Michael Hamersky IV¹, Khushi Tekale¹, L. Matthew Winfree², Matthew J. M. Rowan^1,3, Lindsey Seldin^1,4,5,6

¹Department of Cell Biology,Emory University School of Medicine, ²Independent scholar, ³Center for Neurodegenerative Disease,Emory University School of Medicine, ⁴Department of Dermatology,Emory University School of Medicine, ⁵Winship Cancer Institute,Emory University School of Medicine, ⁶Atlanta Veterans Affairs Medical Center

Transcript

We developed a tool to perform intravital imaging on live mice using an inverted confocal microscope. This enables us to track skin cell dynamics throughout homeostasis and compare cell behaviors during disease onset and progression. Multiphoton microscopy is the primary approach applied to achieve intravital cell tracking.

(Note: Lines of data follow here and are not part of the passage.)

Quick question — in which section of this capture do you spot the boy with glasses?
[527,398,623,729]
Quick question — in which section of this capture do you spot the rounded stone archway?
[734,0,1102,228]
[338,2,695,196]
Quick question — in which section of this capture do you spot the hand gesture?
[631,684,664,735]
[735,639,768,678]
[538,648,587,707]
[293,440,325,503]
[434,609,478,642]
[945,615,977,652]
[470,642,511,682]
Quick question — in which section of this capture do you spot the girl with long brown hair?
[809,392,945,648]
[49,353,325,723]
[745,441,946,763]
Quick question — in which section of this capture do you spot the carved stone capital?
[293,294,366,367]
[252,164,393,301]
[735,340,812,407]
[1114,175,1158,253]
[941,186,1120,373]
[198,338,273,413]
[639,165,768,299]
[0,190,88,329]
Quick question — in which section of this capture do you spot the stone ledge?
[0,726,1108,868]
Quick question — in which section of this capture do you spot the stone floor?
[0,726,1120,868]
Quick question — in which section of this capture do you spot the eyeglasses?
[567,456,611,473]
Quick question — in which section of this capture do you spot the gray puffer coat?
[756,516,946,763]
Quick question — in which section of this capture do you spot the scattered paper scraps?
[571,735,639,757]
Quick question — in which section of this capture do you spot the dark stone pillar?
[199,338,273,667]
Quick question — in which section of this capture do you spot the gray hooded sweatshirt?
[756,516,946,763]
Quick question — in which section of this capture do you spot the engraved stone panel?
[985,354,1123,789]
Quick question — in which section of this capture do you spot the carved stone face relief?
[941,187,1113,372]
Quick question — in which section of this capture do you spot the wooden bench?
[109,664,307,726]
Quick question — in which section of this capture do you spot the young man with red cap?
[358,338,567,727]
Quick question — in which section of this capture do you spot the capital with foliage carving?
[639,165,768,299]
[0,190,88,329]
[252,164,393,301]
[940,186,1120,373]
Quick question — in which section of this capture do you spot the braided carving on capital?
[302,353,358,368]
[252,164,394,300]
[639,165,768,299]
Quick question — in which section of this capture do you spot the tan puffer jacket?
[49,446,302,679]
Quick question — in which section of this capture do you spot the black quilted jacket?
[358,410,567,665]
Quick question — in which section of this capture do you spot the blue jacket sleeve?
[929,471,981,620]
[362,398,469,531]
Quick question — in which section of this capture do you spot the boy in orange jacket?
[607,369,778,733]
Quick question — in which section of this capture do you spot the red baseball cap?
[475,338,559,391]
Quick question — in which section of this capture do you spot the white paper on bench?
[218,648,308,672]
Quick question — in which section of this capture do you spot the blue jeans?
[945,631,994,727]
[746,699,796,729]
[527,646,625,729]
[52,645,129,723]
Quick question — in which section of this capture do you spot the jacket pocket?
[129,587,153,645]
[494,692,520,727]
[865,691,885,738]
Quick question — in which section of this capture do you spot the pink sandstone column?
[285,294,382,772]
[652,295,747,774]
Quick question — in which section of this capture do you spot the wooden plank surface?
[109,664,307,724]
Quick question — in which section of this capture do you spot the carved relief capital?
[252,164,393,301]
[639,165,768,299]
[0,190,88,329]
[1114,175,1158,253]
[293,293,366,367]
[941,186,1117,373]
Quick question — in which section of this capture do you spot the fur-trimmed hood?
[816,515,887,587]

However, the disadvantages of these microscopes include limited day-to-day imaging versatility, high cost, and technical complexity. Our new tool enables the use of versatile inverted confocal microscopes for in vivo intravital imaging. By modifying the design file, the stage insert dimensions can be customized to fit any make of inverted microscope.

The objective hole can be resized and repositioned to fit any animal model and tissue of choice.